Rispettare le regole, perdere: i bambini devono fare i conti con la frustrazione nella relazione coi genitori, coi coetanei, a scuola. È una palestra di vita. Come diceva Carl Rogers, occorre  riconoscere che il bambino è una persona diversa da noi con interessi, propensioni, abilità, fatiche ed emozioni differenti dalle nostre, per cui dobbiamo avere fiducia in loro e nella capacità di affrontare le frustrazioni della vita con gli strumenti che noi abbiamo fornito e che crescendo loro affineranno, accettando d’altra parte che ci saranno situazioni faticose per loro e che noi non potremo risolvere”.

Come riconquistare un po’ di sano tempo libero in famiglia?
“Nella relazione coi bimbi, prima di tutto l’adulto deve essere consapevole di sé. Ad esempio, quando stiamo organizzando un weekend, chiediamoci: Quanto la scelta è legata all’aspettativa che abbiamo, pur con buone intenzioni? In quel determinato posto il nostro bambino ha davvero bisogno di andarci? Se ha voglia di stare a casa, noi possiamo accettarlo? Abbiamo l’idea che si debba fare qualcosa anche nel tempo libero ma, per quanto le attività possano essere belle, chi ne ha davvero bisogno? L’adulto dovrebbe invece chiedere al bambino: Posso giocare con te? Questa è la grande possibilità che abbiamo: con loro possiamo “essere” più che “fare” ed è molto più importante la relazione di quello che facciamo. La relazione è impegnativa, in continuo cambiamento, fluida, ma ci dobbiamo essere facendo del nostro meglio, anche nello screzio, nel confronto, nel chiedere scusa. La grande difficoltà e la grande bellezza è crescere con loro e mettersi in discussione. Strutturare il tempo ci toglie la possibilità di stare con loro in questo modo, per cui si cerca l’equilibrio migliore che fa stare bene tutti nella situazione in cui si è”.

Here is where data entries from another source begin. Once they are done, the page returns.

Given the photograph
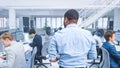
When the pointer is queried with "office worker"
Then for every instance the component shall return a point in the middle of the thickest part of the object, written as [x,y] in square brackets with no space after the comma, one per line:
[15,57]
[109,46]
[72,45]
[37,42]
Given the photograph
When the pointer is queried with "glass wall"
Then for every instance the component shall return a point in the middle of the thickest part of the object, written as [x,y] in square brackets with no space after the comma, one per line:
[3,23]
[53,22]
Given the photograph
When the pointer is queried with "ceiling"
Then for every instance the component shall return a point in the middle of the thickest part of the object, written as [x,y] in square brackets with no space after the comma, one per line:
[47,7]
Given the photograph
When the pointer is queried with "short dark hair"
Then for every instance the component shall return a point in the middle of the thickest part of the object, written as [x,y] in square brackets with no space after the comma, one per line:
[32,31]
[108,34]
[72,14]
[7,35]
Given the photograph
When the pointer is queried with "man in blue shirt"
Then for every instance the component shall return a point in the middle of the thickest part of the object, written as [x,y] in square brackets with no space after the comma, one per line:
[72,45]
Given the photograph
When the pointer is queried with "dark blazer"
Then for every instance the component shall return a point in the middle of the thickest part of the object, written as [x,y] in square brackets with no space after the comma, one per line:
[37,41]
[114,55]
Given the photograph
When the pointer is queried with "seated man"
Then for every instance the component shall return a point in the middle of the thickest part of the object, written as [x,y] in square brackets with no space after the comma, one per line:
[109,46]
[15,57]
[37,42]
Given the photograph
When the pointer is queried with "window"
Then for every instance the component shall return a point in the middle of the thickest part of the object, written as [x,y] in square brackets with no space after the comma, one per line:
[38,22]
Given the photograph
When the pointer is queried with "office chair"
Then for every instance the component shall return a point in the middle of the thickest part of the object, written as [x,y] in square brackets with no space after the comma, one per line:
[98,60]
[104,59]
[33,57]
[39,62]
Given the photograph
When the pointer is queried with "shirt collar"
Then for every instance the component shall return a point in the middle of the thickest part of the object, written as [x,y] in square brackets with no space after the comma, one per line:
[71,25]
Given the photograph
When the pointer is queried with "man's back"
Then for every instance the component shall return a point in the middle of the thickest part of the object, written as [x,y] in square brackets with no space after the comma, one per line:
[73,45]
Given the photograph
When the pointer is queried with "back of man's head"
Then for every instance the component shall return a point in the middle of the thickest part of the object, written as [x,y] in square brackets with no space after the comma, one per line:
[72,14]
[32,31]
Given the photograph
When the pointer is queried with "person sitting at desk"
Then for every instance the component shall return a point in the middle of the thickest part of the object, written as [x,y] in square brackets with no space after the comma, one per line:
[109,46]
[37,42]
[15,57]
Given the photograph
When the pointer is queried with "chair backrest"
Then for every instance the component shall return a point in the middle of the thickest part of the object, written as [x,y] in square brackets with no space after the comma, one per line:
[105,61]
[33,57]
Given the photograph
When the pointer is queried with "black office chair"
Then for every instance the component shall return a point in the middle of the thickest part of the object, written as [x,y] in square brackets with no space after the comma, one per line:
[39,61]
[104,59]
[97,61]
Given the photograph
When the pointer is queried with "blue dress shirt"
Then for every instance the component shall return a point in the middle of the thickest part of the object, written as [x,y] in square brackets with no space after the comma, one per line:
[73,45]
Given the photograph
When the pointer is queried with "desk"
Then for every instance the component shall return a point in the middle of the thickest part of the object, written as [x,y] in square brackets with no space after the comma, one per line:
[27,50]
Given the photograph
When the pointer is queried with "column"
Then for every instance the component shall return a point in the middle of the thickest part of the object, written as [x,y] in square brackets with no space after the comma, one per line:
[12,19]
[116,19]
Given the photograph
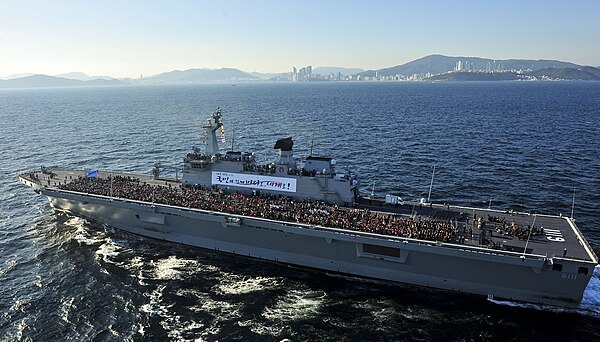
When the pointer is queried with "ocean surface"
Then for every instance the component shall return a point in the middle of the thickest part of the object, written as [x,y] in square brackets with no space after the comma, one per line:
[509,145]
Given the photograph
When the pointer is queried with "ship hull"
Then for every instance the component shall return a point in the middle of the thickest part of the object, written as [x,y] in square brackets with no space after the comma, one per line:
[489,273]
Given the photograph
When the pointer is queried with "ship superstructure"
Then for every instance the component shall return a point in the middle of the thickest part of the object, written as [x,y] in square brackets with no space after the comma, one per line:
[308,214]
[317,179]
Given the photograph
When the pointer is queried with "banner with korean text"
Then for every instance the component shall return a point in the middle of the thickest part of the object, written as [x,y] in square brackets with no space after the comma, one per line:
[254,181]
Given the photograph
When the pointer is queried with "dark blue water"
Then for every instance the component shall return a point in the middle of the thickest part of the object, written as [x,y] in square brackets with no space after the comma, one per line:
[520,145]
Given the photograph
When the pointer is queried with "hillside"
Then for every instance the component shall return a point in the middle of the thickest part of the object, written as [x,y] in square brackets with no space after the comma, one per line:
[583,73]
[45,81]
[192,76]
[437,64]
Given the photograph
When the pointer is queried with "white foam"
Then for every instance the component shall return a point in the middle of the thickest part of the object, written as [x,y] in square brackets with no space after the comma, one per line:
[590,304]
[175,326]
[173,268]
[296,305]
[107,250]
[66,307]
[234,285]
[10,264]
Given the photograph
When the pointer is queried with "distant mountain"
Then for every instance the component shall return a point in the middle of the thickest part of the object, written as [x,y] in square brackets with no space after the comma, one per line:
[475,76]
[45,81]
[271,75]
[334,70]
[192,76]
[583,73]
[437,64]
[10,77]
[83,77]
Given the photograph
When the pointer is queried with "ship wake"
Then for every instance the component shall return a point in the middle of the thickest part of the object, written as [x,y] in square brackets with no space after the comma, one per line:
[590,304]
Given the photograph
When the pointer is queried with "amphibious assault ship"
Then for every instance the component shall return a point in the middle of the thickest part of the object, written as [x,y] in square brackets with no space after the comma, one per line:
[312,215]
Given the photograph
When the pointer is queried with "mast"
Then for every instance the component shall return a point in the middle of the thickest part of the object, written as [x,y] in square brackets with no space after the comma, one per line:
[211,145]
[573,204]
[431,185]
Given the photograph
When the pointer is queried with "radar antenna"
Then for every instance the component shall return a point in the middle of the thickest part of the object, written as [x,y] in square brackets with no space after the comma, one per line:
[528,236]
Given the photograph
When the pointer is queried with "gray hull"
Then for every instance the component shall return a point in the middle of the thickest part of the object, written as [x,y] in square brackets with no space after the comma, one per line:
[497,274]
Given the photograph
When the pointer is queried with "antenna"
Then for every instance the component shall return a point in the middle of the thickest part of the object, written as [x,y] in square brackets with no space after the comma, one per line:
[431,185]
[573,204]
[529,235]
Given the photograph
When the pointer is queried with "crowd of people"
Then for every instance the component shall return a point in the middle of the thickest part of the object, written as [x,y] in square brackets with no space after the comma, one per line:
[316,213]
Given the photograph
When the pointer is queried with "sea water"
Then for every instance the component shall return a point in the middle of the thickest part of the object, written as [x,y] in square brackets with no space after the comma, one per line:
[527,146]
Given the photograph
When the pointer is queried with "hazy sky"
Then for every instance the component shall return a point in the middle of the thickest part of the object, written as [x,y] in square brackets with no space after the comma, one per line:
[129,38]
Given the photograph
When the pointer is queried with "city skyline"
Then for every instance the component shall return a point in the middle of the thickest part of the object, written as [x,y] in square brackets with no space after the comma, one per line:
[133,38]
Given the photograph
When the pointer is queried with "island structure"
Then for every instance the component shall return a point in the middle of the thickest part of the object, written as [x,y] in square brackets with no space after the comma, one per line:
[310,214]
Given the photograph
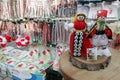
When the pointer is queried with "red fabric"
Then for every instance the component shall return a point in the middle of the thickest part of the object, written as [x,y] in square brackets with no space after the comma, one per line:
[27,37]
[18,43]
[101,13]
[3,45]
[72,43]
[1,40]
[86,44]
[93,32]
[79,25]
[8,38]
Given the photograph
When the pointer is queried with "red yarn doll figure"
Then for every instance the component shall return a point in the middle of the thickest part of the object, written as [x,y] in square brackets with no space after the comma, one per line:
[78,41]
[100,32]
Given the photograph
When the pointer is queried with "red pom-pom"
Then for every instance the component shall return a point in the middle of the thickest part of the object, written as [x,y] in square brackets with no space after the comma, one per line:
[22,39]
[79,25]
[3,45]
[8,38]
[13,39]
[93,32]
[18,43]
[108,32]
[27,37]
[1,40]
[27,43]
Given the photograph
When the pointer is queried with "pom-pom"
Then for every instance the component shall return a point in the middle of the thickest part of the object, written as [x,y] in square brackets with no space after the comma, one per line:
[8,38]
[1,40]
[3,45]
[27,37]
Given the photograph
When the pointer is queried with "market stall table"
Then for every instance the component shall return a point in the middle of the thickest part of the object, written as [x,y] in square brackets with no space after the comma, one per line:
[71,72]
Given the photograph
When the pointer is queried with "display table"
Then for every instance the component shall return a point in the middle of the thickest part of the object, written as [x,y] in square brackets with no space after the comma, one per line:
[71,72]
[24,65]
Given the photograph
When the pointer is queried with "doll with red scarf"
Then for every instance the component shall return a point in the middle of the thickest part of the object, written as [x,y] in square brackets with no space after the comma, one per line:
[100,32]
[78,40]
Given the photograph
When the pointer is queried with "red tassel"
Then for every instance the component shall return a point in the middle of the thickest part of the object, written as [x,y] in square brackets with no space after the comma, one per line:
[72,43]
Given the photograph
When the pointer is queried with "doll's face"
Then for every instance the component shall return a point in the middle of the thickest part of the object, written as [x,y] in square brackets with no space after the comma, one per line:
[101,19]
[80,17]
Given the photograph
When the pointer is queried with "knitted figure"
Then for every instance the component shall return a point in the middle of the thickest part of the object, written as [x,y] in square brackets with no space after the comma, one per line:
[78,41]
[100,32]
[3,41]
[22,42]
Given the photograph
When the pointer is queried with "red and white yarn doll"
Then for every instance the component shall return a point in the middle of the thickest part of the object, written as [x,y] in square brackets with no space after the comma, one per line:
[3,41]
[100,32]
[22,42]
[78,40]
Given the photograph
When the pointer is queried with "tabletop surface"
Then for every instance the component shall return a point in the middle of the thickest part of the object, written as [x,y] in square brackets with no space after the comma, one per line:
[112,72]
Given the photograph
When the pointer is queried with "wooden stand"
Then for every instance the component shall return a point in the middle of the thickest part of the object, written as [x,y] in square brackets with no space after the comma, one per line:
[81,62]
[71,72]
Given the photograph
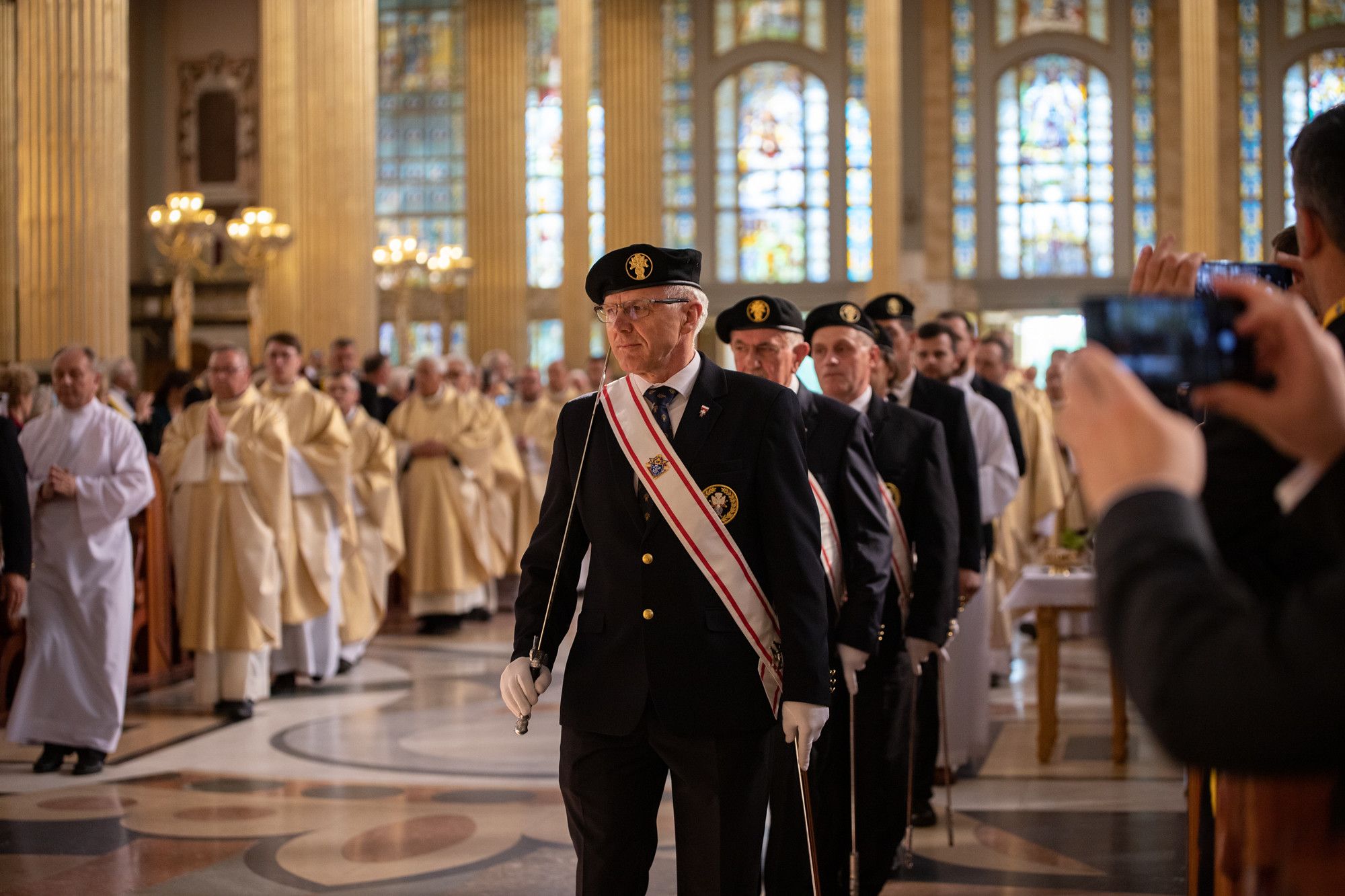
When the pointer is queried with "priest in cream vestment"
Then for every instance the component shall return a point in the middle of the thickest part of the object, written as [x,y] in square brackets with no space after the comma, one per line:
[88,475]
[227,470]
[445,448]
[325,529]
[379,521]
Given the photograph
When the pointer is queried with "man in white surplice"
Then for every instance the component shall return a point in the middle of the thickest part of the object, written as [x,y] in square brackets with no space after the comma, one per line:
[88,475]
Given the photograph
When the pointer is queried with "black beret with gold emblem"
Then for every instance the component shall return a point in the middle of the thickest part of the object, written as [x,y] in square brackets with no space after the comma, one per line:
[891,306]
[642,266]
[759,313]
[839,314]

Alla luce di queste considerazioni, quindi, è un bene oppure no iscrivere i figli a corsi pomeridiani extrascolastici?
“Partendo dall’osservazione attenta del bambino che ha tempo per esplorare il mondo intorno a sé, si può capire quello che a lui piace e incanalare la sua attitudine accompagnandolo a un corso. La finalità deve essere quella di sperimentare e conoscere, senza cedere all’aspettativa di vederlo eccellere in qualcosa e accettando di buon grado che l’attività venga abbandonata quando non interessa più. Se la passione è personale e autentica non c’è dubbio che verrà portata avanti”.

Rispetto all’età del bambino quale consiglio può darci?
“Tendenzialmente, all’età della scuola d’infanzia il bambino deve poter giocare liberamente ed essere padrone del proprio tempo piacevole. Tuttavia, se ha già un’inclinazione e il genitore la coglie può essere proposta un’attività, ma con impegno limitato e giocoso, non ancora di tipo agonistico. Alla scuola primaria si possono proporre attività compatibilmente coi tempi scolastici, tenendo sempre presente il diritto al tempo libero per giocare. Usiamo quindi il buon senso, bilanciando il tempo del gioco e quello impegnato”.